To protect information infrastructure in cyberspace, reduce
vulnerabilities, build capabilities to prevent and respond to
cyber threats and minimize damage from cyber incidents
through a combination of institutional structures, people,
process, technology and cooperation

Policy Stakeholders:
I. A National and sectoral 24X7 mechanism has been envisaged to
deal with cyber threats through National Critical Information
Infrastructure Protection Centre (NCIIPC).

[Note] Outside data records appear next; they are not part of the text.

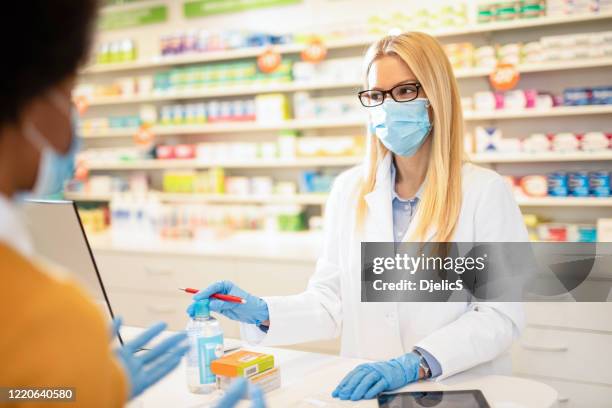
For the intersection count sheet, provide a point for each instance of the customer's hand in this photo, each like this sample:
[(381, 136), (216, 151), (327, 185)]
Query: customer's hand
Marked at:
[(146, 368), (238, 391), (254, 311), (368, 380)]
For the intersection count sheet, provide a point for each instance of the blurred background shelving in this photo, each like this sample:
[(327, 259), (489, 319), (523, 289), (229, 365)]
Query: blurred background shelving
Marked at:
[(197, 165)]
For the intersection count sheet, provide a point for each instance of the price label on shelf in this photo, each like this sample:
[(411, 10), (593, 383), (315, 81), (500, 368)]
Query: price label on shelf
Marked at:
[(82, 104), (144, 136), (504, 77), (315, 51), (269, 60)]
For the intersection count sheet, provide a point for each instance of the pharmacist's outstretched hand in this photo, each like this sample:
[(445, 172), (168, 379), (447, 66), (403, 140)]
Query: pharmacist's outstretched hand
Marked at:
[(146, 368), (238, 391), (370, 379), (254, 311)]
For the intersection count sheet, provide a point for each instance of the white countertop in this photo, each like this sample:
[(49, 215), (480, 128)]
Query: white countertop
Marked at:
[(292, 246), (309, 378)]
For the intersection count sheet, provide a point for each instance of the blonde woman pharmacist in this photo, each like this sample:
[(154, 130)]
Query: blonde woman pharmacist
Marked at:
[(414, 185)]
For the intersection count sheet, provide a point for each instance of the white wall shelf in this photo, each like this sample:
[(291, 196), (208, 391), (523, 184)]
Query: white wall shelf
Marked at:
[(220, 91), (564, 201), (227, 55), (523, 157), (223, 91), (304, 199), (321, 198), (303, 124), (539, 113), (248, 164), (231, 127)]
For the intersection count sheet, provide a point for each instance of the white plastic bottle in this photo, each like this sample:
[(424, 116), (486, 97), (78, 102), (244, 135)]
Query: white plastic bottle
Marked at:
[(205, 345)]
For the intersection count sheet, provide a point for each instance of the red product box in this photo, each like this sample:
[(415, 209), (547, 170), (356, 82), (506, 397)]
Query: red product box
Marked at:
[(184, 151), (164, 152)]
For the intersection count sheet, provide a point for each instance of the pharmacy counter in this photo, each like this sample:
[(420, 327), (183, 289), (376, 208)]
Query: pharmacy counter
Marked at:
[(309, 378), (288, 246)]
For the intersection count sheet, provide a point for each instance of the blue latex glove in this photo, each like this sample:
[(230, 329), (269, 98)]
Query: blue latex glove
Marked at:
[(254, 311), (368, 380), (238, 391), (147, 367)]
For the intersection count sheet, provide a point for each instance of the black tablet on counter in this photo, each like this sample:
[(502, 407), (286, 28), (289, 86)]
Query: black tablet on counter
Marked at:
[(438, 399)]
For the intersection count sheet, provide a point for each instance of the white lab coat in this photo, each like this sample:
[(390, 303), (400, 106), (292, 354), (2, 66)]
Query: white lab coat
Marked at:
[(459, 335), (13, 230)]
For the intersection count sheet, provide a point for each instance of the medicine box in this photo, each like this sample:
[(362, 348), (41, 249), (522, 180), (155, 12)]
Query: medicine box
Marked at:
[(242, 363), (268, 380)]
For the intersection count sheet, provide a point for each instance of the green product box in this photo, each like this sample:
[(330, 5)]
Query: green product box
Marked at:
[(292, 222)]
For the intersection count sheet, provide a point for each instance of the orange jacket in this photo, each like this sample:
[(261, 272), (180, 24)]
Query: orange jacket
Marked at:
[(52, 335)]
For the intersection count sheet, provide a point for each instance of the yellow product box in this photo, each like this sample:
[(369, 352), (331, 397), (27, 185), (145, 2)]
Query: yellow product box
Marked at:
[(268, 380), (242, 363)]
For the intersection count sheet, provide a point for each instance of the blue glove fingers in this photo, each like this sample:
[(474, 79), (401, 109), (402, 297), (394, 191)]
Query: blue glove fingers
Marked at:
[(379, 387), (352, 382), (364, 386), (257, 399), (167, 345), (115, 326), (217, 287), (345, 380), (163, 367), (220, 306), (146, 336), (191, 310), (234, 394)]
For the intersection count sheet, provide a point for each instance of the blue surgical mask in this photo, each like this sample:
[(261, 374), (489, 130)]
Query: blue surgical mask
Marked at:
[(401, 126), (54, 169)]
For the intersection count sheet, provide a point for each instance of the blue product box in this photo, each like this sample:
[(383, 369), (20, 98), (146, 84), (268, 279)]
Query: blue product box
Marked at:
[(577, 96), (557, 184), (602, 95)]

II. Computer Emergency Response Team (CERT-In) has been
designated to act as a nodal agency for coordination of crisis
management efforts. CERT-In will also coordinate actions and
operations of sectoral CERTs.
III. CISO: The policy aims at encouraging all Organizations (public
or private) to designate a person to serve as Chief Information
Security Officer (CISO) who will be responsible for CS
initiatives. Organizations need to develop their information
security policies and implement such polices as per international
best practices. Provisions of fiscal schemes and incentives have
been incorporated in the policy to encourage entities to install
trustworthy ICT products and continuously upgrade information
infrastructure with respect to CS.
The policy calls for effective PPP and collaborative engagements
through technical and operational cooperation.
R&D:
I. Another strategy which has been emphasized is the
promotion of research and development in CS of
trustworthy systems and their testing.
II. collaboration with industry and academia
III. Setting up of Centre of Excellence in areas of strategic
importance etc.
Developing of human resource through:
I. Education and training programmes, establishing CS training
infrastructure through PPP and to establish institutional
mechanisms for capacity building for law enforcement
agencies.
II. Creating a workforce of 500,000 professionals trained in CS
in the next 5 years through skill development and training.
III. to promote and launch a comprehensive national awareness
programme on CS through workshops, seminars and
certifications to develop awareness of the challenges of CS
amongst citizens.
A mechanism is proposed to be evolved for obtaining strategic
information regarding threats to information and communication
technology (ICT) infrastructure, creating scenarios of response,
resolution and crisis management through effective predictive,
prevention, response and recovery action.

Weakness The following has not been addressed :
security risks emanating due to use of new technologies e.g.
Cloud Computing
risks arising due to increased use of social networking sites by
criminals and anti-national elements
Further
Actions
Needed
Incorporation of cyber crime tracking, cyber forensic capacity
building and creation of a platform for sharing and analysis of
information between public and private sectors on continuous
basis.
Creating a workforce of 500,000 professionals needs further
deliberations as to whether this workforce will be trained to
simply monitor the cyberspace or trained to acquire offensive as
well as defensive cyber security skill sets.
Building of testing infrastructure and facilities of global
standards for evaluation and not just Security Applications.